Merriam-Webster describes ‚to expect‘ as follows:
- to consider probable or certain
- to consider reasonable, due, or necessary
- to consider bound in duty or obligated
- to anticipate or look forward to the coming or occurrence of
- to suppose, think
- to await
Expectations for Yourself
What do you expect from yourself?
Are you also one of these people who set the bar very high and would like to do everything perfectly and correctly? What are your expectations based on? Are they even yours?
I was definitely one of the people who wanted to do everything so well that I never started some projects because I thought I was never ready and I wasn’t good enough.
My reference point was always on the outside. It took me years of inner work to realize that other people are different. They have different gifts, different desires, different prerequisites than I do. It usually only brings irritation when I imitate others in things that are not a match for me.
Many expectations on ourselves were created in our family of origin. I had already written about this the other day. You can read it here.
We take over and adopt attitudes and behaviors from our environment, judge them, and draw conclusions or act accordingly.
Not only that my expectations on myself were and partly still are very high, I used to tend to expect the same from others what I demanded from myself.
Expectations on others
Now I extended the pressure on myself to my environment and my partners.

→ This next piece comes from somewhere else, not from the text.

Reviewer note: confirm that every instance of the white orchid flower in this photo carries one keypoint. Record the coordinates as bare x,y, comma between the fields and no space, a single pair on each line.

How could I expect my partner to have the same standards that I have? That may be the case in some areas, probably not in all.
A simple example that may seem familiar to you:
For me it is important to have a certain degree of tidiness around me. If I then live together with a chaotic person, problems can arise. In the past, there were arguments, because I expected my partner to be like me and tidy up. Far from it!

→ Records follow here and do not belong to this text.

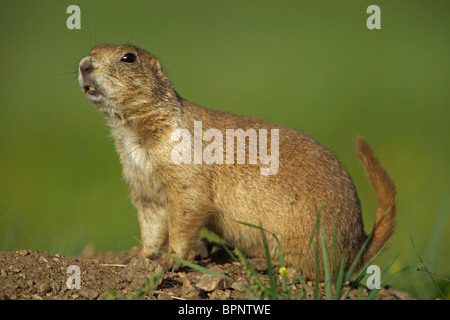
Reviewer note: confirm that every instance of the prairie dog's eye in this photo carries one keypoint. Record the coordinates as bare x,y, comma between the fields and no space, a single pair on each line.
129,57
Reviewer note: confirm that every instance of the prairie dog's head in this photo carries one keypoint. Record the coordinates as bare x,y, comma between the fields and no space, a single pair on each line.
120,80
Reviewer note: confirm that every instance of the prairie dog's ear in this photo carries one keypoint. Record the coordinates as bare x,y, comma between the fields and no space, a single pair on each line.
157,69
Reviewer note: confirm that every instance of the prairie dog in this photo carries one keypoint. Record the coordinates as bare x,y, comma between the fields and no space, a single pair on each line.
175,199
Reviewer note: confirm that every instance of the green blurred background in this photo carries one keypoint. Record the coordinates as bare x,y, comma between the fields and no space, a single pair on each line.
311,65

That meant there was constant friction because I demanded neatness, but he couldn’t deliver.
Fortunately, I met my first mentor and learned how to bring back my much-loved harmony in the relationship.
This definitely does not work by insisting on my point of view and thinking that my counterpart has to change and adapt to me. They won’t. I can only change myself and my attitude.
In my women’s workshops and retreats we also play. Apart from the fact that this is fun, through playing we experience and learn with our whole being. This is significantly more profound than processing information only with the mind.
During one of these occasions, Anita wanted to try out a scene that occurred from time to time in her everyday life and led to trouble.
Anita sometimes returns from work later than planned. Her husband is usually already home by then, standing in the kitchen preparing dinner.
In the past, instead of greeting her back, he had welcomed her with blame and then fallen into an offended silence.
We set the scene and Anita acted out the situation with another participant. In Between they switched roles.
After that, it “clicked” for Anita. She had a great moment of realization!
“I just realized through the play that already when I unlock the front door, I expect my husband to be mad and react the way he usually does!”
It struck her, that she had created by her own behavior, exactly what she didn’t want to have.
The moral of the story?
Let go of expectations and your life will be easier!